Je débarque alors un peu au hasard sur un quai, faisant face à une île qui semble être britannique. Je fais quelques pas en avant et une musique au piano retentit Je reste quelque peu sonné, ou plutôt subjugué par cette musique, douce attrayante, mélancolique, belle et inquiétante. L'ambiance sonore dévaste tout sur son passage. Le bruit de vagues qui s'écrase mollement sur la plage m'hypnotise, les mouettes criant au loin m'enchantent et le vent qui passe à travers la végétation de l'île me fait frissonner.
Bien vite je me retrouve avec un narrateur qui commence à me raconter une histoire énigmatique. Merde c'est en anglais. Pas grave, au final ça a rajouté un peu plus au caractère mystérieux de l'histoire, que j'ai de toute façon compris au fur et à mesure du jeu.

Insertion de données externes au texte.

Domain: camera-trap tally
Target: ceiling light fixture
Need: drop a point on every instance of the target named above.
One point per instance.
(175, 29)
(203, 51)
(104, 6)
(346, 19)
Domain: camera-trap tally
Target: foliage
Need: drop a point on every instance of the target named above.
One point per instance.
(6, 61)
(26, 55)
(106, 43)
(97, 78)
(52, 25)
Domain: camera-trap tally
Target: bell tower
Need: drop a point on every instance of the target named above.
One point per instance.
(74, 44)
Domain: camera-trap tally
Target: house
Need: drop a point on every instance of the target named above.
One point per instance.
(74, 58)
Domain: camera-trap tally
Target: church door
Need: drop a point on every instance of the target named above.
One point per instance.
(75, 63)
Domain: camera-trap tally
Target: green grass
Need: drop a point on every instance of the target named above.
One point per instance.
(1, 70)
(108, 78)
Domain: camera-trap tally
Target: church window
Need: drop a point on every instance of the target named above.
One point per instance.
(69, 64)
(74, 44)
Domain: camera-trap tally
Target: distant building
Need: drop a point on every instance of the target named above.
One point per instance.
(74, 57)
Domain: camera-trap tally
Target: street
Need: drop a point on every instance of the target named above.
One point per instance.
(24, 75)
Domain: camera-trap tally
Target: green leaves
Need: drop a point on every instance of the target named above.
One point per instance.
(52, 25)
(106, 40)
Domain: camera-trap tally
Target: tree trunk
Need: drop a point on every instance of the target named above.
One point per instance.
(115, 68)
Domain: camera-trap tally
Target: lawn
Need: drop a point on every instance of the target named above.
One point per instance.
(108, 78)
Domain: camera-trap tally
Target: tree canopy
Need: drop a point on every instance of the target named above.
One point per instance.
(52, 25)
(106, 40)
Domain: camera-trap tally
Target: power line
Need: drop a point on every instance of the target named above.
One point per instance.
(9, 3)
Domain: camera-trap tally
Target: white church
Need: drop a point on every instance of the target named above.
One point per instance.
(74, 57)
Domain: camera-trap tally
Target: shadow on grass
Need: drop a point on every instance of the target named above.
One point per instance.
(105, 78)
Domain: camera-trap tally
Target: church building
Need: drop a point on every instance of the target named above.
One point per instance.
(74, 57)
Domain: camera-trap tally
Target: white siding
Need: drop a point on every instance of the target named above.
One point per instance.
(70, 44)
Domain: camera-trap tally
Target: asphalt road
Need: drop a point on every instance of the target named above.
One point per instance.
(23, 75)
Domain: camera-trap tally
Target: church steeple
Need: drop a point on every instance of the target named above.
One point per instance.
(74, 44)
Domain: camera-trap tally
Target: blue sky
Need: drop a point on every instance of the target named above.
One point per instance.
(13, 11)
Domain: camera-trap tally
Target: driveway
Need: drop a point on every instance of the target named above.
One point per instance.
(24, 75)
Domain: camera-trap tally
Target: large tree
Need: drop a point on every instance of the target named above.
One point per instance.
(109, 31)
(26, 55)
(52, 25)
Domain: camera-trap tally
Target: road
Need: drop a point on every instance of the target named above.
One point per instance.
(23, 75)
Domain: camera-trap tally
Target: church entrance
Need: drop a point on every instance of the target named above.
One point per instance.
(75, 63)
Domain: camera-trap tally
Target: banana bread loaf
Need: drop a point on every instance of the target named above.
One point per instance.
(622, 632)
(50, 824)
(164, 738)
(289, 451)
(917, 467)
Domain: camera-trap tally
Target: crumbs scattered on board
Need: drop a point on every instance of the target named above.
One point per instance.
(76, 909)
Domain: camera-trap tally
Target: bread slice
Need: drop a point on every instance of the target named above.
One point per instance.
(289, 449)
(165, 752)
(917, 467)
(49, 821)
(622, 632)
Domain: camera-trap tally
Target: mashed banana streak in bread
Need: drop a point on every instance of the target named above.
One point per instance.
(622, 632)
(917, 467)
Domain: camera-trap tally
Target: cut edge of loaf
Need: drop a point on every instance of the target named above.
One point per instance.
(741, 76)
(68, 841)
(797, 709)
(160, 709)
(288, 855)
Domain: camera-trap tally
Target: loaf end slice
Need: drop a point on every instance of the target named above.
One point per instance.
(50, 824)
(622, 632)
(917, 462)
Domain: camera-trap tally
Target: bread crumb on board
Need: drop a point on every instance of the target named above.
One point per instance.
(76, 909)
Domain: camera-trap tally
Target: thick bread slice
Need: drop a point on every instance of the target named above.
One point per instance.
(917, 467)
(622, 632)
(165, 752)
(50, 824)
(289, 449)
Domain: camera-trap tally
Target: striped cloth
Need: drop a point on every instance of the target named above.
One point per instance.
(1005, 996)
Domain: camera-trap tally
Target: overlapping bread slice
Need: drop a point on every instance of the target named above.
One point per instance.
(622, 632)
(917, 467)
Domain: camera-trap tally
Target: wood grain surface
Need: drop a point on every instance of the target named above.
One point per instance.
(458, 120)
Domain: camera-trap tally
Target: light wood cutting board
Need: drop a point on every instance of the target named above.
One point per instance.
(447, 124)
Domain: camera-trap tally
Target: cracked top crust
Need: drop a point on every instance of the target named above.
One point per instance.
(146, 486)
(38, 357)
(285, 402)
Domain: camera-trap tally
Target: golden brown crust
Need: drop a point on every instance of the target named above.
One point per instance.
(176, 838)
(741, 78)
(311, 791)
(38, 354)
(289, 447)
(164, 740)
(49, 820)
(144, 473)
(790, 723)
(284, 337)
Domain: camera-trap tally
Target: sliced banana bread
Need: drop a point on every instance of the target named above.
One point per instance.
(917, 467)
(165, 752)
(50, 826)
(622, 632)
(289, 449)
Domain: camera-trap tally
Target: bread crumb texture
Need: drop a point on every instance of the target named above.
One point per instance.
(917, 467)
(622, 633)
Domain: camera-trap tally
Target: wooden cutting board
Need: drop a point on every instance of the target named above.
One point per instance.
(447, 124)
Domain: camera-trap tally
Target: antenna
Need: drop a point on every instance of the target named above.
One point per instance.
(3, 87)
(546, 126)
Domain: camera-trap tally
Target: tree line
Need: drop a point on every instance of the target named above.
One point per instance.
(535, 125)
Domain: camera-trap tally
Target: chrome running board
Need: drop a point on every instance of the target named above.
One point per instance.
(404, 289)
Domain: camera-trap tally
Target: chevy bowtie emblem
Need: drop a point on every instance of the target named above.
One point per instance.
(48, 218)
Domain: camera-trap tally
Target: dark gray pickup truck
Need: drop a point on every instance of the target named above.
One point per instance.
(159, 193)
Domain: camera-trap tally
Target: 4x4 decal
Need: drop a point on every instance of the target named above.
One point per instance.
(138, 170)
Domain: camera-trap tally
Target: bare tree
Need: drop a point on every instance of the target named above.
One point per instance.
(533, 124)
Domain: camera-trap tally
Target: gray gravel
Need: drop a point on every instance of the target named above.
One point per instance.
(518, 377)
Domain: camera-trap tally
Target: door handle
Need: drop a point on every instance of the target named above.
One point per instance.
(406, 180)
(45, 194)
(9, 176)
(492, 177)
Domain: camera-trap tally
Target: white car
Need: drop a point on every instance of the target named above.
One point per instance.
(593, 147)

Débarquant à l'improviste en fonction des actions que l'on fait dans le jeu ou des endroits où l'on va, elle a un petit ton de douce folie et de peur.
Très vite je me rends compte que j'ai bien fait de mettre mes chaussures de randonnée, parce que oui on va marcher. C'est même la seule chose qu'on va faire de ce jeu. Pour la première fois de ma vie je découvre le jeu contemplatif et alors que je suis complètement ivre, l'atmosphère particulière de Dear Esther m'apaise. J'ai rarement fait face à une immersion aussi tangible. Mon état aidant (ou pas), j'avançais à tâtons, je passais de longues minutes à regarder l'horizon avec les vagues qui se déchaînaient, la végétation folle qui semblait avoir repris ses droits sur de nombreuses ruines de construction humaine. Je gravissais des collines et redécouvrais une autre partie de l'île. Je chutais dans des fosses et me retrouvais dans des grottes d'une beauté incroyable et effrayantes, renforcés une fois de plus par des musiques schizophréniques au piano et des courants d'air qui prennent des airs de cris d'homme en souffrance.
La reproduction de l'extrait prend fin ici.